Training should also cover using equipment safely including visual checks before use; how to manage waste and considerations for hazardous waste where applicable; and how to use cleaning products safely. There should also be training on how to work from height safely, if required, including the use of foot stools and step ladders; and how to practice safe manual handling.
    
It should also cover how to manage slips and trips risks from wet/polished floors and/or trailing cables and how these can be managed including the use of wet floor signs, appropriate footwear for cleaners, choosing plug sockets carefully to reduce the area cables need to cross and cordoning off large areas of flooring and allowing them time to dry.
    
There also needs to be knowlege on what PPE is required for their role and how to use
and store this safely; and any site specific risks that the cleaners will need to be aware of including unauthorised access areas and areas of higher risk.
    
Risk assessments, method statements and COSHH (Control of Substances Hazardous to Health) assessments should also be in place and shared with those undertaking cleaning activities to ensure that they undertake tasks safely, including how to use machinery and cleaning equipment safely where applicable.
    
Educational settings must ensure that any equipment used has been serviced in accordance with manufacturer guidelines.
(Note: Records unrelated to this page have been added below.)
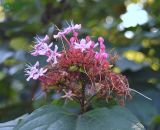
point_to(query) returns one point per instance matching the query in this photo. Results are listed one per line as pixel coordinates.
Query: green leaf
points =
(55, 118)
(10, 124)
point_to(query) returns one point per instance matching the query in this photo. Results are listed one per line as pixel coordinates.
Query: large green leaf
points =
(55, 118)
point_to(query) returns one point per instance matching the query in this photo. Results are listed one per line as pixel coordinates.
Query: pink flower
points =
(68, 95)
(67, 30)
(83, 45)
(34, 72)
(53, 55)
(102, 55)
(39, 40)
(41, 48)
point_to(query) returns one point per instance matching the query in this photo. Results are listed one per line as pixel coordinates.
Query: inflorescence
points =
(80, 70)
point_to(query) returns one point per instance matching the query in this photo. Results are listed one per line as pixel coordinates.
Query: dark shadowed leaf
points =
(55, 118)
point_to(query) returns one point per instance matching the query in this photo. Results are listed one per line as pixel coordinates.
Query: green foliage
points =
(26, 18)
(53, 118)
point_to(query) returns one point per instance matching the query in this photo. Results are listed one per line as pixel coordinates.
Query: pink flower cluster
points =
(80, 70)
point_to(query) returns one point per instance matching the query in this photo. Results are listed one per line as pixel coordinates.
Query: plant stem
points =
(83, 99)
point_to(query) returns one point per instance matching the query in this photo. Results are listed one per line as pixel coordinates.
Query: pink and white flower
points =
(68, 95)
(67, 30)
(101, 55)
(34, 71)
(41, 48)
(83, 45)
(52, 56)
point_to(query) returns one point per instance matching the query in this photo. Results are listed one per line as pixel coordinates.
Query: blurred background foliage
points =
(137, 43)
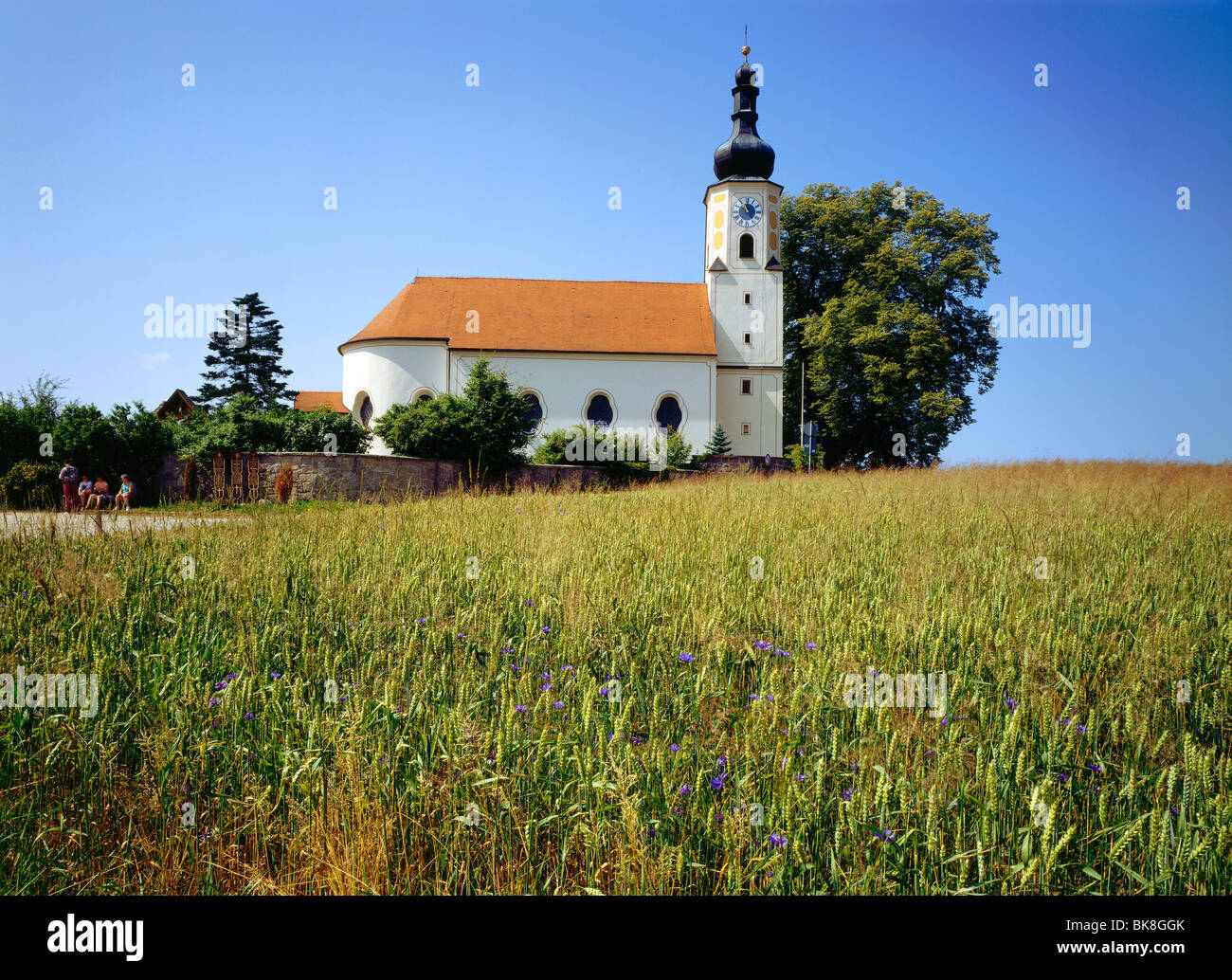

Consideration should also be given to using non-hazardous cleaning products to reduce the need for COSHH assessment and PPE which in turn will support the individual cleaner’s health in addition to being more environmentally friendly.
    
For further guidance and information in managing childhood illness and cleaning activities safely, the UKHSA, the HSE and DfE websites which have all produced resources which can further support educational settings.

Carina Kennedy is a committee member of the Institution of Occupational Safety and Health (IOSH) Education Group, and head of health and safety at Bright Horizons Family Solutions.